The Bangkok boys' club
Four Hollywood figures with impressive CVs have set up shop in Thailand. They talk about the future of Asia-Pacific entertainment with Jason Gagliardi

Six Degrees of Kevin Bacon was a game that captured the popular imagination for a time. The universal law that underpinned it was that you could link any celebrity back to Kevin Bacon in six moves or fewer, illustrating the incestuous and tangled web that connects the entertainment world, or perhaps just the ubiquity of the star.
But among the four men recently gathered in Bangkok's Friese-Greene Club, a private cinema club, one or perhaps two moves would do the trick.
Collectively, the fellows sipping iced water and exchanging the latest showbiz banter have done just about every conceivable job in the film, television and theatrical worlds in the course of four very different but equally colourful careers. They have mixed with the best of Hollywood and European cinema, but choose to base themselves in Bangkok, at least when their peripatetic work schedules allow.

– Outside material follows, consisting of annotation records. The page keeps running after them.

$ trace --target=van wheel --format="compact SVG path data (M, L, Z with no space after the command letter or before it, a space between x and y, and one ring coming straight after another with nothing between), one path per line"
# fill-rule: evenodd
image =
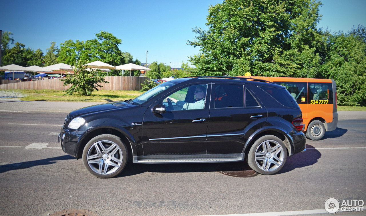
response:
M84 166L90 173L101 178L120 174L127 162L127 148L119 137L110 134L90 140L83 151Z
M318 120L314 120L309 124L305 135L308 139L319 140L323 138L325 133L325 128L323 122Z
M276 136L266 135L253 144L246 159L254 171L262 175L272 175L283 167L287 157L287 149L283 142Z

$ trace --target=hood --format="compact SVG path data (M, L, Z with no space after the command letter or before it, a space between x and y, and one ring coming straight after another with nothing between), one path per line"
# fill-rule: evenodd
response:
M70 113L69 115L70 117L72 117L76 115L120 109L122 107L130 107L132 106L134 106L134 105L127 103L122 101L115 101L110 103L93 105L72 111Z

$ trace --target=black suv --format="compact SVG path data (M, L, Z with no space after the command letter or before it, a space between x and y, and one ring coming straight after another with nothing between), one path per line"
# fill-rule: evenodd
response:
M296 101L279 85L242 77L188 77L133 99L72 111L59 142L66 153L82 158L98 178L118 175L128 157L143 163L245 158L257 173L270 175L288 156L305 150L302 117Z

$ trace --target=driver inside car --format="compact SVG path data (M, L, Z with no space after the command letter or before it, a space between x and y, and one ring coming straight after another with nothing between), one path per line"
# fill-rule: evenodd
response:
M194 95L196 101L193 103L187 103L179 101L171 97L167 98L167 102L170 99L179 107L182 107L183 110L194 110L203 109L205 106L205 97L206 96L206 88L204 86L199 86L196 87L194 91Z

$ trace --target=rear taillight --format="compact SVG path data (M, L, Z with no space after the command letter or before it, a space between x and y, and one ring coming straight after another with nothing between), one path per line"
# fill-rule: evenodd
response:
M304 126L304 125L302 124L303 120L302 118L296 118L292 121L292 125L295 126L296 129L298 130L302 130L302 128Z

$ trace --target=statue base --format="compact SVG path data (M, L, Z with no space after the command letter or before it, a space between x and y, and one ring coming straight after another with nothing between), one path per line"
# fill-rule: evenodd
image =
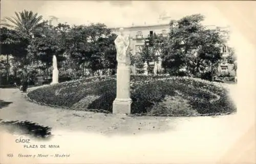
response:
M56 84L58 84L58 83L59 83L58 82L52 82L52 83L51 83L51 85Z
M118 63L117 70L117 95L113 103L113 113L130 114L132 101L130 98L131 67Z
M131 114L131 99L116 98L113 103L113 113L116 114Z

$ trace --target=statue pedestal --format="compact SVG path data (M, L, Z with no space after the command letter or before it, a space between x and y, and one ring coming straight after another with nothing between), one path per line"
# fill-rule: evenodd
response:
M113 103L113 113L130 114L130 74L131 67L123 63L119 63L117 71L116 98Z
M52 82L51 84L59 83L59 71L57 69L54 69L52 71Z

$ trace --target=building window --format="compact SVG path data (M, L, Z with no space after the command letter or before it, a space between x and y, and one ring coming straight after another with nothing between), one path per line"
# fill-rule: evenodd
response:
M135 46L135 50L136 53L141 52L142 50L142 45L136 45Z
M222 46L221 48L221 52L227 53L227 46L225 45Z
M162 30L162 34L166 34L166 33L167 32L166 32L166 30Z

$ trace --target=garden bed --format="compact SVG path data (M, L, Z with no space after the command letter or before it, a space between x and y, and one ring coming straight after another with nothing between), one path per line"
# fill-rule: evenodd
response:
M221 84L188 77L131 76L132 114L188 116L232 113L236 106ZM92 77L39 88L28 94L46 104L112 112L115 76Z

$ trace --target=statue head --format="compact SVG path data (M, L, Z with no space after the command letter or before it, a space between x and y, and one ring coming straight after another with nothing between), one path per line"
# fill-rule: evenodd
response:
M120 34L121 36L123 36L123 28L120 28L119 32L120 32Z

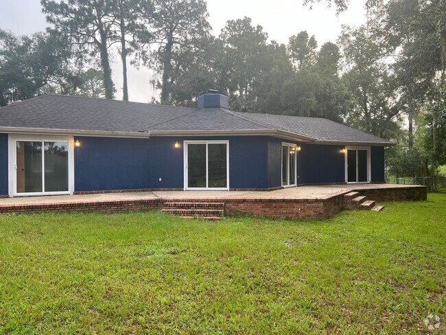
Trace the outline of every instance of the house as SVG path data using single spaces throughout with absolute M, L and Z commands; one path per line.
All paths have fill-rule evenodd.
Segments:
M 384 183 L 385 139 L 320 118 L 43 95 L 0 109 L 0 196 Z

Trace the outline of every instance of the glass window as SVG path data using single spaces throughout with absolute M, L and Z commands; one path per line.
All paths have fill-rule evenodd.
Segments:
M 367 163 L 367 150 L 357 150 L 357 181 L 368 181 L 368 164 Z
M 42 142 L 16 142 L 17 193 L 41 192 Z
M 282 146 L 282 185 L 288 185 L 288 146 Z
M 296 184 L 296 147 L 290 147 L 290 185 Z
M 45 191 L 68 191 L 68 142 L 45 142 Z
M 206 187 L 206 144 L 187 145 L 188 187 Z
M 356 150 L 347 150 L 347 181 L 356 182 Z
M 226 145 L 208 144 L 208 187 L 227 187 Z

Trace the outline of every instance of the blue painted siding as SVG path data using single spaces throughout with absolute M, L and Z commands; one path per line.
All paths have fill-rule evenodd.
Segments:
M 75 140 L 80 146 L 74 152 L 75 191 L 149 187 L 149 139 L 79 137 Z
M 75 191 L 183 188 L 185 139 L 228 137 L 77 137 L 75 140 L 79 140 L 80 147 L 75 148 Z M 228 139 L 230 187 L 268 187 L 268 138 L 231 137 Z M 176 141 L 180 141 L 181 148 L 174 148 Z
M 270 137 L 268 142 L 268 187 L 282 185 L 282 141 Z
M 343 146 L 301 144 L 297 156 L 299 184 L 345 183 Z
M 0 195 L 8 193 L 8 134 L 0 134 Z
M 383 183 L 384 177 L 384 148 L 372 147 L 371 151 L 372 182 Z
M 231 188 L 268 188 L 268 137 L 229 138 Z

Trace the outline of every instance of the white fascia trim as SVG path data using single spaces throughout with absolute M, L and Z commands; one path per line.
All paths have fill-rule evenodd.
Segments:
M 393 146 L 395 142 L 346 142 L 338 141 L 316 141 L 312 144 L 328 144 L 331 146 Z
M 92 136 L 98 137 L 150 138 L 150 132 L 126 132 L 119 131 L 78 130 L 71 129 L 46 129 L 35 128 L 0 127 L 0 132 L 36 135 Z
M 303 142 L 312 142 L 316 140 L 308 136 L 278 129 L 245 129 L 226 130 L 154 130 L 151 136 L 272 136 L 281 139 Z

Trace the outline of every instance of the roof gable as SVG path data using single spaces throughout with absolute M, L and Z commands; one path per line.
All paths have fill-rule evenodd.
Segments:
M 8 128 L 64 130 L 67 132 L 144 132 L 154 136 L 244 132 L 315 143 L 392 144 L 327 119 L 54 95 L 40 95 L 1 108 L 0 131 Z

The story here [in Thailand] is what's going on in the region, what's in development, why producers come here and where the industry is going
All are true believers that the Asian century upon us marks this part of the world as the place to be for opportunities, challenges and buzz, bullish that the best is yet to come for the silver screen in the Land of Smiles. And each has a well-stocked supply of anecdotes about his life in entertainment that would enthrall the most casual cinephile for hours.
Greenlight Films boss Les Nordhauser, SoHo Films owner Mark Hammond, special effects (SFX) wizard Kevin "Big Nuts" Chisnall and production designer, published author and self-professed "blues shouter" Jim Newport have the easy camaraderie of men who have been in the trenches together.
Because they have. The careers of the four intersect and entwine, but only on one notable occasion were they all on the same set: a 2011 horror film titled , shot in Thailand and starring William Hurt and Cary Elwes. The tale of a demon-plagued car crash victim was widely regarded by critics as a good idea that, when executed, wasn't scary enough - although it won the award for best film at the Bram Stoker International Film Festival and best horror film at the Fantasy Horror Awards in Italy in 2012.
The growing coterie of international film and television experts living and working in Thailand is accelerating the learning curve for the already excellent Thai production crews and post-production houses, says Nordhauser, which have already carved out a global reputation as cost-effective and as good as their American, British or European counterparts.